Passfoto von Hans Beimler, aufgenommen Juli 1933 in Moskau
Passfoto von Hans Beimler, aufgenommen Juli 1933 in Moskau
Name:Beimler, Hans, eigentlich Johannes Baptist
Geboren:2. Juli 1895 in München
Beruf:Schlosser
Wohnort:nicht bekannt
Bahnbeginn:Lokomotivfabrik Krauss-München-Sendling
ab 1923 Bahnbetriebswerk München
Gewerkschaft:von 1913 bis 1928 DMV, ausgeschlossen, danach vermutlich RGO
Funktionen:Mitglied Arbeiter- und Soldatenrat in Cuxhaven
Betriebsrat im BW München
ab 1925 Gewerkschaftssekretär der Bezirksleitung Südbayern der KPD
Partei:Spartakusbund, ab 1919 KPD
Funktionen:Leiter des Spartakusbundes in Cuxhaven
in der KPD-Bezirksleitung Südbayern ab 1925 für die Gewerkschaftsarbeit zuständig
Teilnehmer an den Kämpfen der Bayerischen Räterepublik
Mitglied im Stadtrat von Augsburg (1929 bis August 1932), des Bayrischen Landtags (April bis 31. Juli 1932) und des Reichstags (ab 1. August 1932)
Widerstand:unmittelbar nach der Machtübertragung an Hitler Rückzug in den Untergrund; am 7. Februar 1933 Teilnehmer der illegalen Tagung der Führungskräfte der KPD im Sporthaus Ziegenhals; bis zur Festnahme aktive Beteiligung an der illegalen Arbeit seiner Partei; Flucht aus dem KZ Dachau; Fortsetzung der illegalen Arbeit in der Emigration, zuletzt als politischer Kommissar des „Thälmann-Bataillons“ der Internationalen Brigaden im Spanischen Bürgerkrieg
Verfolgung:Festnahme am 11. April 1933, schwere Folterungen im Münchner Polizeipräsidium, anschließend KZ Dachau bis Flucht am 8. Mai 1933
Gestorben:Hans Beimler starb während des Spanischen Bürgerkriegs am 1. Dezember 1936 bei Kampfhandlungen vor Madrid.
weitere Infos:zweifach verheiratet; erste Frau unbekannt, zweite Frau: Centa (Crescentia) Beimler, verstorben am 19. August 2000, während der NS-Zeit wiederholt verhaftet, im April 1933 in das KZ Mohringen deportiert, 1942 erneut verhaftet und zu eineinhalb Jahren Zuchthaus verurteilt
zwei Kinder: Tochter Rosi, verstorben 1999 und Sohn: Johann; beide von NS-Beamten in „Gewahrsam“ genommen und in ein Kinderheim zur „Umerziehung“ verschleppt; von dort erfolgreiche Flucht ins sichere Ausland; Enkelsohn Hans Anthony, arbeitete als Filmemacher in Mexiko; eng befreundet mit Franz Stenzer – beide Ehefrauen blieben auch nach dem Tod ihrer Männer in Verbindung

Gedenken:

Hans Beimler wurde an seinem 1. Todestag mit der spanischen Staatsbürgerschaft geehrt.
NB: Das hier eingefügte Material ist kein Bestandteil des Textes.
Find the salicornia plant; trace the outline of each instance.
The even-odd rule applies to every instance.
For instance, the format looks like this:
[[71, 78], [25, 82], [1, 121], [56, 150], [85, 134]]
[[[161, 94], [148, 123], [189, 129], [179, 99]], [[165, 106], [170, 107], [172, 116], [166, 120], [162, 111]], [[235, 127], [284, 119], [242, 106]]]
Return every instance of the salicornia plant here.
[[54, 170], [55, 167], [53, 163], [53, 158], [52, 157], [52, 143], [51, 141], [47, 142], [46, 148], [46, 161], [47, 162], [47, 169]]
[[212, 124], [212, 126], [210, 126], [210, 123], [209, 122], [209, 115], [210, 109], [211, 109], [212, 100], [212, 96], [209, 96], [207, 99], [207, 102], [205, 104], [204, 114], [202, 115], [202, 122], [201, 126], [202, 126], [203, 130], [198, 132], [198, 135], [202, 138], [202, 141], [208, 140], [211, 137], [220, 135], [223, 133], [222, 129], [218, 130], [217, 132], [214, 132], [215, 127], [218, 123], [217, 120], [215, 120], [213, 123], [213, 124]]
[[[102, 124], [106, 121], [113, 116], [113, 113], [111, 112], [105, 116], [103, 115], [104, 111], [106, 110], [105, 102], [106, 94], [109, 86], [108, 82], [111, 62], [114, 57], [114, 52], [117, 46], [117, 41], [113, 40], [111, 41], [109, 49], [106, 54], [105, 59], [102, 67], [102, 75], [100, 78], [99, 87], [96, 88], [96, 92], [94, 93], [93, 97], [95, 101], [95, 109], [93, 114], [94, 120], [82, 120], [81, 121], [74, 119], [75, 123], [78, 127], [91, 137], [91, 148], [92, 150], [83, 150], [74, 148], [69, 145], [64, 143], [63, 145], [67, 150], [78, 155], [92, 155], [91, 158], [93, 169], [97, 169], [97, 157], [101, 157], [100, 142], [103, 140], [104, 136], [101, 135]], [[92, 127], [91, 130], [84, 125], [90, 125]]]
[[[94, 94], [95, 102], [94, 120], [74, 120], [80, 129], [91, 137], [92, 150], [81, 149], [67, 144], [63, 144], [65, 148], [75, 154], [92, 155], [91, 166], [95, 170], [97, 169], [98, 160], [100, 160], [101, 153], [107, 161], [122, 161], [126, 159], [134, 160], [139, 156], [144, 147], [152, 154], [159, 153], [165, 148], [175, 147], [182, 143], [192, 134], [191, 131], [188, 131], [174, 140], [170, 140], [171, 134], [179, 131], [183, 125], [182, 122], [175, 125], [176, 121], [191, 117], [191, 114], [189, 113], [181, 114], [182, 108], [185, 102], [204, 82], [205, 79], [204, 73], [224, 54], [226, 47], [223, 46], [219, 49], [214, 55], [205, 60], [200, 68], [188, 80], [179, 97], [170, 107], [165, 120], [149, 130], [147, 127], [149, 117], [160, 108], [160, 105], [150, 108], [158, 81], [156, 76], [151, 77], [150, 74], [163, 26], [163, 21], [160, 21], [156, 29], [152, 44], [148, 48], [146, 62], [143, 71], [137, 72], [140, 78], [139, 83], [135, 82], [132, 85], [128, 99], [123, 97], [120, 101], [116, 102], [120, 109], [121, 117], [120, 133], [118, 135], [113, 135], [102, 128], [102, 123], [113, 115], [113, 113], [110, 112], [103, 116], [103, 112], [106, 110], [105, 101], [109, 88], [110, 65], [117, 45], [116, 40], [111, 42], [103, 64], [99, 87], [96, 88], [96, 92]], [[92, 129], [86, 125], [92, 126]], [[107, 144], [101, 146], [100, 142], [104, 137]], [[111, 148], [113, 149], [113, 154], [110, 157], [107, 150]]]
Die DDR ehrte ihn u. a. mit einer Sonderbriefmarke, benannte den Lokomotivbaubetrieb in Hennigsdorf nach ihm und stiftete 1956 eine Hans-Beimler-Medaille. Darüber hinaus wurden bis 1990 zahlreiche Straßen, Gruppen und Objekte nach Beimler benannt, von denen in den ostdeutschen Bundesländern heute noch einige existieren, die meisten jedoch – wie die Berliner Otto-Braun-Straße – inzwischen umbenannt sind. In Chemnitz gibt es noch heute das Hans-Beimler-Gebiet, eine Plattenbausiedlung im Stadtteil Gablenz. Auch in Westdeutschland tragen Straßen in Augsburg und München den Namen des Spanienkämpfers.

Vor dem Berliner Reichstag befindet sich ein Mahnmal, welches an alle ehemaligen Reichstags-Abgeordneten erinnert, die die Nationalsozialisten ermordeten. Hans Beimler wurde jedoch, im Gegensatz zu seinem einstigen Reichsbahn-Kollegen und engsten Freund Franz Stenzer, die Aufnahme in das Mahnmal bislang verweigert.

Biographie:

Johannes Baptist Beimler wurde am 2. Juli 1895 in München geboren, besuchte die Volksschule und absolvierte eine Schlosserlehre. Nach seinem Kriegsdienst, den er von 1914 bis 1918 als Marinesoldat auf einem Minensuchboot ableistete, beteiligte er sich 1918 an den Revolutionskämpfen in Cuxhaven und 1919 an den Auseinandersetzungen um die Münchener Räterepublik. In den zwanziger Jahren mehrmals wegen „politischer Betätigung für die KPD“ angeklagt und u. a. 1921 zu zwei Jahren Festungshaft verurteilt, stieg er rasch in der bayerischen KPD auf, bis er 1932 zunächst in den Landtag, dann in den Reichstag gewählt wurde.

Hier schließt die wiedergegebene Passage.